Dáil debates

Wednesday, 29 July 2020

Financial Provisions (Covid-19) (No. 2) Bill 2020: Committee and Remaining Stages

 

5:15 pm

Photo of Mattie McGrathMattie McGrath (Tipperary, Independent) | Oireachtas source

I too want to speak to this section and echo what Deputy Boyd Barrett said. It is cruel that the self-employed are once again discriminated against regarding the PUP. The failure of the Government to take the 2019 assessment into account was an oversight that caused untold hardship. These people, as Deputy Boyd Barrett and others have said, are self-made. Many of them, perhaps, were in employment ten 10 years ago or whenever and decided to take up their hobby and turn it into a business. Then, when they became successful, they became self-employed, but they take risks. Many of them have loans and use their own family home as the guarantee for the loan.

Some of this equipment is frightfully expensive, and not only that for the musicians, but for sound and lighting engineers and event organisers. There are many of them and, as I have said several times, it is part of our culture. Whatever music type it is, it is part of our heritage. To be told now to go off and get another job is totally disgraceful. Are we going to wipe away, disband and cast away the wonderful groups that we have? Deputy Boyd Barrett mentioned Mary Coughlan. There are thousands of Mary Coughlans and others like her, who had full bookings and full engagements until the Government decision in March, which we all supported in good faith. They are now being discriminated against totally and utterly. Their diaries were full and they were not looking for anything from the Government. They were paying their VAT and other taxes, and insurance on the equipment. They were paying their motor insurance and for their vehicles.

In a survey the MEAI has conducted on its 4,000 members, 11.6% had utility bills in arrears and 9.7% had to sell essential equipment to cover household expenses. How will they get started again if they had to sell this equipment? Some of them have a huge affection for their instruments. They mind them the same as they would mind their children. They love their instruments and by using them with exemplary skills, they give solace and entertainment to all of us and many other people. Some 7% had lost, or were in danger of losing, their vehicle. That vehicle might be a crew car or van that is used to bring their kids to school or to go on outings. It is a work van but also the family mode of transport. A further 3.4% are in danger of losing their home. It is shocking and we talk about the homeless here and the so-called vulture funds. Are they going to be fired to the vultures? Some 17.4% are dealing with mental health worries as a result of the financial stress, which is shocking. Another 2.4% have considered self-harm. These people are outgoing and giving of themselves and their talents for the entertainment of others. They help people's mental health and now they are in that situation themselves. The Minister seems to be hard-faced and stony-faced in their plight. We must stand up and support them. It is shocking that he can just roll over here.

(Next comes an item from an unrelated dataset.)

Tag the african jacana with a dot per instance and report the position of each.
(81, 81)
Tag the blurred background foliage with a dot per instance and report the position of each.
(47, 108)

I am going to question the Covid-19 pandemic once again. Are we trying to drive small businesspeople out of business? That is what it seems like to me. They are people who have the motivation to be self-employed and pay their taxes and to get a group or a band together, which gives more employment to the sound and lighting engineers, and create an industry themselves. I think we are trying to drive them out of business.

They are like the publicans, who we are definitely trying to drive out of business, the small shop owners, the taxi drivers and the man in the van, whether he be a service man, a food delivery service or pizza delivery person or whatever. They are self-employed, which is what we want, because we cannot all get jobs off the State or other people. We want creators of jobs and of businesses but these businesses are being downtrodden.

Of course, the over-66s are cast totally to the wasteland. I do not know what is wrong with the Government parties that he cannot see this. They do not get it or understand it. Do none of them ever come to this or any other venue for a gig? Do any Ministers ever go to the dance hall to have a dance, or to the Comhaltas seisiúin, or, indeed, the Fleadh Cheoil, or the ordinary concerts or the ordinary busking in the pub or in the street? They will be wiped out. Does the Minister want a cold, stony-faced culture? We will be good Europeans all right but our own Irish heritage, our dúchas, our faith will be wiped out. The Government seems to be trying to wipe out any spirit of Irishness or any spirit of a people, race or history.